The van’s engine came to life and I took a deep breath as it began to move towards the direction of the airport.
I had no idea what life had in store for me, but as Sister Julie always said to me, “Live it and have faith”, I was going to live my life to the fullest and achieve so much more. I was a free woman or so I thought.
The realization I was leaving the two most important people of my life behind—even though not for good—hit me like a bulldozer. I had never been this far away from them. I missed them already.
Belrose High school, the fifth school I attended, and hope it will be the final one before college. It was a famous school known for its noble prestige, so getting into the school was nearly impossible except with connections and even at that, one had to be very brilliant. Students from Belrose were regarded as scholars, noble beings, new generation Einstein and other names. I was lucky to get a scholarship, a good one covering my fees for my last year and my college fees with my choice to choose any college I wanted.
Maybe life is making up. Ha-ha
At first, I took the exam as a joke because I knew I could never get in, especially someone my caliber. No scratch that, it was impossible, but surprisingly I got it, my hard work and studying all night paid off. I remember when I got the mail saying I was accepted, and I was on a fully funded scholarship for my senior year and college. I screamed in fright. I had so many hilarious thoughts, like my name being switched with another like in the movies.
I really hope it’s worth it and different from all the schools I went to. Even though I was happy about the new school, I’m still nervous, and I don't plan on changing schools again. Although I don't like mingling with people, I do hope to have a little fun and my life will get a little bit interesting.
Well, like my beloved sister Julie said, I can overcome anything and with God by my side I’m okay.
I said my final bye and left for my new life away from my past.
************
I’m never getting on a plane again. Ah, I felt sick from the flight, but I had to unpack, which is another thing I hate ugh. “This is the house”, my new guardian, Mr Griffin, interrupted my thoughts. “Oh, thank you, Mr Griffin”. I bowed a little to show my gratitude.
He handed me the keys which I gave him at the airport and helped me with my things. I looked at the building, it wasn’t as bad as I thought. It was just suitable for a teenager. It was a little bungalow just a little further from the city and was closer to my new school, as Mr Griffin said. Although I was independent, there was still a need for a guardian to be on a safer side, and he was going to act as my guardian on paper till I graduated, but I was on my own as I wanted. He was just here just in case and to act like a parent pertaining to school matters.
Mr Griffin is a man in his mid-forties or so, I don’t know, but he didn’t look that old, neither did he look young, he had a rough image like a gangster, but he was really a kind man.
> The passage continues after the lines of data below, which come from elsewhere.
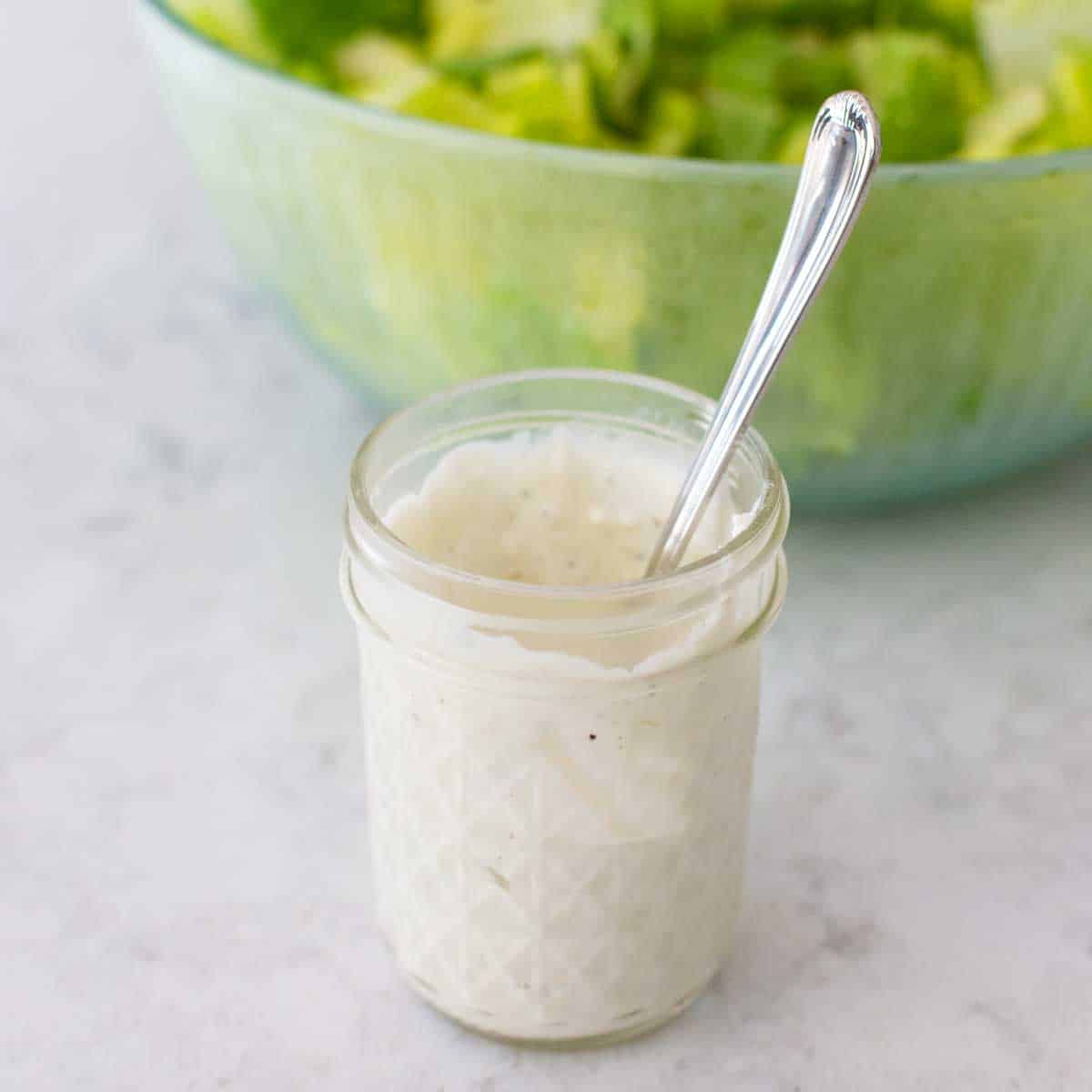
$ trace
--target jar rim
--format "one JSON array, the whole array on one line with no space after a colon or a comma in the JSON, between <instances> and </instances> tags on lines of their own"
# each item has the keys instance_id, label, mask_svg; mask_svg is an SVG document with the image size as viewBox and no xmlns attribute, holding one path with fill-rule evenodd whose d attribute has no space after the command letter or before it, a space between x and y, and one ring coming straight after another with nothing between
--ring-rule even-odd
<instances>
[{"instance_id":1,"label":"jar rim","mask_svg":"<svg viewBox=\"0 0 1092 1092\"><path fill-rule=\"evenodd\" d=\"M773 550L784 539L788 525L788 490L784 476L765 440L753 428L748 428L739 442L737 453L750 456L761 476L761 492L751 518L712 554L680 566L674 572L644 577L636 581L610 584L554 585L533 584L505 580L467 572L453 566L434 560L413 549L399 538L383 522L372 505L365 484L365 473L376 447L394 428L404 425L415 415L425 415L442 406L446 402L490 389L533 384L538 382L608 383L643 389L689 407L707 424L712 420L716 403L697 391L678 383L652 376L632 375L596 368L537 368L524 371L508 371L483 379L471 380L431 394L385 417L365 437L357 449L349 470L349 496L345 508L345 543L349 553L361 561L370 554L375 560L391 567L402 568L412 579L442 578L454 586L483 594L502 594L512 602L530 603L549 600L553 602L602 603L643 596L650 593L682 592L687 585L703 579L735 582L743 579L756 563ZM358 519L353 519L353 514ZM367 539L361 538L361 532Z\"/></svg>"}]
</instances>

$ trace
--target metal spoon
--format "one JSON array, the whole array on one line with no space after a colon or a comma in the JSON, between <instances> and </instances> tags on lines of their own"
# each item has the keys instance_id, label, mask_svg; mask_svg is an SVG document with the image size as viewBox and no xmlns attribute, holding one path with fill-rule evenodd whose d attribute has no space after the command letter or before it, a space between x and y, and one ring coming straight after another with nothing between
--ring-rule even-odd
<instances>
[{"instance_id":1,"label":"metal spoon","mask_svg":"<svg viewBox=\"0 0 1092 1092\"><path fill-rule=\"evenodd\" d=\"M864 95L843 91L819 109L781 249L716 414L695 456L645 575L678 568L710 499L865 202L880 127Z\"/></svg>"}]
</instances>

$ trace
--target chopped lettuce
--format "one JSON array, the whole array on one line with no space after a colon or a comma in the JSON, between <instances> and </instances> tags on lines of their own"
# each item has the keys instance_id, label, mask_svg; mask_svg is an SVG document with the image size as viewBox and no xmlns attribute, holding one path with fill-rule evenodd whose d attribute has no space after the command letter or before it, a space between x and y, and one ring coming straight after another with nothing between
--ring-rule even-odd
<instances>
[{"instance_id":1,"label":"chopped lettuce","mask_svg":"<svg viewBox=\"0 0 1092 1092\"><path fill-rule=\"evenodd\" d=\"M364 29L422 28L419 0L249 0L265 37L287 60L323 61Z\"/></svg>"},{"instance_id":2,"label":"chopped lettuce","mask_svg":"<svg viewBox=\"0 0 1092 1092\"><path fill-rule=\"evenodd\" d=\"M922 31L860 31L850 41L857 85L871 99L888 162L942 159L963 145L986 102L972 54Z\"/></svg>"},{"instance_id":3,"label":"chopped lettuce","mask_svg":"<svg viewBox=\"0 0 1092 1092\"><path fill-rule=\"evenodd\" d=\"M888 162L1092 145L1087 0L170 0L384 109L584 147L797 163L871 99Z\"/></svg>"}]
</instances>

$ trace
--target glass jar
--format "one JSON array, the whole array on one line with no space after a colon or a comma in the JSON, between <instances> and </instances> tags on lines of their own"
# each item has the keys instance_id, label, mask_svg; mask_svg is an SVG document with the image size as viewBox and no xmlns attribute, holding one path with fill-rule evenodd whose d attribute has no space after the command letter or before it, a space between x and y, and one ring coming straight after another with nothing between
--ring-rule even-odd
<instances>
[{"instance_id":1,"label":"glass jar","mask_svg":"<svg viewBox=\"0 0 1092 1092\"><path fill-rule=\"evenodd\" d=\"M377 915L413 988L478 1031L625 1038L715 974L741 891L788 497L750 432L721 487L750 513L743 530L669 577L602 587L447 568L382 515L470 440L563 423L691 449L713 410L648 378L521 372L396 414L353 464L342 583Z\"/></svg>"}]
</instances>

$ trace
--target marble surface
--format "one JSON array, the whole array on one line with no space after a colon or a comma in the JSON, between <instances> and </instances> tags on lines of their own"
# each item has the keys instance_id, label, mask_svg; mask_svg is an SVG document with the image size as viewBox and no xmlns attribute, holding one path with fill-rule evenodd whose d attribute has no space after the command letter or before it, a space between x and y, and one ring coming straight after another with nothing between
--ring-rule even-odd
<instances>
[{"instance_id":1,"label":"marble surface","mask_svg":"<svg viewBox=\"0 0 1092 1092\"><path fill-rule=\"evenodd\" d=\"M235 269L126 9L0 40L0 1087L1092 1087L1089 453L798 522L736 954L625 1047L477 1040L372 927L370 411Z\"/></svg>"}]
</instances>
I learned he was married and has three kids as we unpacked. I got to know more about him as we packed but not many words were exchanged. Just like me, he was a man of few words.
I’m going to be fine. I know for sure I will.
The whole building was cozy and set for me; the bed, the kitchen and everything.
They really did their best.
Seeing all this brought tears to my eyes and I started crying again. I suddenly felt bad that I didn't do much for them, but they did so much for me. I sobbed for a while.
I’m glad Mr Griffin gave me space and didn’t ask what was wrong. It seemed like he knew, but he kept helping me pack in till I finished crying.
I was through packing thanks to Mr Griffin. I had to go grocery shopping, and he had to show me around town, but I skipped the tour and just went for some shopping. I still bought food from a restaurant as I was too lazy to prepare anything. Mr Griffin said his byes after he dropped me and left to his family.
Too tired to even take a bath and pray, I laid down and closed my tired eyes letting the sleep engulf me.